The BGC prediction stage also has some drawbacks. The main is the lack of formal rules to define edges of biosynthetic gene clusters. For example, some gene clusters such as nunamycin/nunapeptin BGC from Pseudomanas sp. Ln5 encode two different NRPSs located close to each other because of regulatory reasons [10]. Fortunately, these NRPSs are encoded in different DNA strands, so, in BioCAT we have implemented additional fragmentation of clusters based on the strand direction. However, there are cases, for example, himastatine biosynthesis cluster from Streptomyces himastatinicus ATCC 53653, when genes located in both DNA strands are responsible for the biosynthesis of only one NRP product [23].

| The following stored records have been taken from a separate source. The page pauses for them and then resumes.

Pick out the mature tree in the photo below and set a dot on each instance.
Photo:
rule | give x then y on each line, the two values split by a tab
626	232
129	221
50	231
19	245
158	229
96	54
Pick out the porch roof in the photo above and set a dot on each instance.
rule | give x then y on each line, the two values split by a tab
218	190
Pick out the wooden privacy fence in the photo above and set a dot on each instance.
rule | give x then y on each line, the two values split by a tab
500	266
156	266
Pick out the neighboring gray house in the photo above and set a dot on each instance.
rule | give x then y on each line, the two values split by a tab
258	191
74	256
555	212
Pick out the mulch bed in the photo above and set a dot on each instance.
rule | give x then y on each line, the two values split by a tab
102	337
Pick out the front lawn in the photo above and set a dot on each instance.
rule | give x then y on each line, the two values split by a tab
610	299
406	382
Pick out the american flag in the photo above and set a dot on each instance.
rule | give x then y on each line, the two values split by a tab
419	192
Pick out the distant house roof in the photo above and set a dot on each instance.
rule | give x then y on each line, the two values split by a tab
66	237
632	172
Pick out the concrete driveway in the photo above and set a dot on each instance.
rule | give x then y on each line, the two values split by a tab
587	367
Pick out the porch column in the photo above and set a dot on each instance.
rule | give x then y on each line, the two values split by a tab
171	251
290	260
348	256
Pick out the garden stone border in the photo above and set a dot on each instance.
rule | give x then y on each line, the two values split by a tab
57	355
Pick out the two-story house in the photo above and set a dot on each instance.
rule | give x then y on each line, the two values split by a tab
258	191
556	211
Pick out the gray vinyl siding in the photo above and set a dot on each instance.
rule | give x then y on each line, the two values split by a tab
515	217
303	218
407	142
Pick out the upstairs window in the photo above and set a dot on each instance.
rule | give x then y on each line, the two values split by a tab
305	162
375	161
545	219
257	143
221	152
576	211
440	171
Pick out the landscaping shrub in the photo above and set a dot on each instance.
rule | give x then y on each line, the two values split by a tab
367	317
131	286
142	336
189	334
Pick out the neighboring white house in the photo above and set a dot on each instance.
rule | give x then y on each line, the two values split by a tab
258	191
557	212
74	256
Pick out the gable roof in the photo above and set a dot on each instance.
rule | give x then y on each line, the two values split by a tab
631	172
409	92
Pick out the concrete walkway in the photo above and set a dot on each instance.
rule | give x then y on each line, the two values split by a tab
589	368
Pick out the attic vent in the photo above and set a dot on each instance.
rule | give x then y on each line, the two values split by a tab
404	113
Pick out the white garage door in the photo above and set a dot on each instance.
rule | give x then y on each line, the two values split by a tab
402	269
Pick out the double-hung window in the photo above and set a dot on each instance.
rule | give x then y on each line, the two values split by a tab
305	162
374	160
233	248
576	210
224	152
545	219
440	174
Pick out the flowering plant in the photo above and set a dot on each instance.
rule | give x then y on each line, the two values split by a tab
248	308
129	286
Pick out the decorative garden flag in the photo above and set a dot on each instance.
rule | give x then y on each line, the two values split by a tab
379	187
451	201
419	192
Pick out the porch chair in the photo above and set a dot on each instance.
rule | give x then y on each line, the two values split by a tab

Despite the drawbacks described above, BioCAT showed a satisfactory matching accuracy and can be useful for high-throughput exploratory analysis of genomic data to identify possible producers of an NRP of interest or structures homologous to it. Going forward, the method can be improved in several ways. First, we are planning to include to the model information about additional gene cluster domains such as halogenation and hydroxylation which may increase the specificity of the alignment algorithm. Secondly, core peptide chains generated during the BioCAT analysis often contain non-recognized substrates assigned as nan, so, these unrecognized peptide chain positions can be represented in the same PSSM way, using special metrics such as Tanimoto chemical similarity coefficient [1]. However, it can significantly increase the model complexity, so, we decided not to implement it in this BioCAT version due to the insufficient size of the NRP library available nowadays.

Simplification and unification of genomic data processing are becoming more important with the intensive development of sequencing technologies. Thus, the more massive genomes are sequenced, the more time is consumed to perform an accurate prediction of NRP producers among them manually using antiSMASH or Prism software. The authors do not declare that the BioCAT tool can completely replace manual BGC annotation but hope that it will help to automatize the preliminary genomic data observation to narrow down a list of possible producers of a given NRP.

5. Conclusion

We have developed a novel tool, called BioCAT, which has united the antiSMASH and the rBAN pipelines and allows to find potential producers of a given NRP. BioCAT was shown to be slightly faster and more accurate in comparison with the GARLIC tool published earlier. The second competing tool Nerpa has been shown to be more specific rather than sensitive, unlike BioCAT which was first designed as a tool useful for preliminary filtering of a huge number of potential producers with a minimal chance of rejecting a real producer. The applicability of the method was additionally shown on several external data.

6. Funding

This research did not receive any specific grant from funding agencies in the public, commercial, or not-for-profit sectors.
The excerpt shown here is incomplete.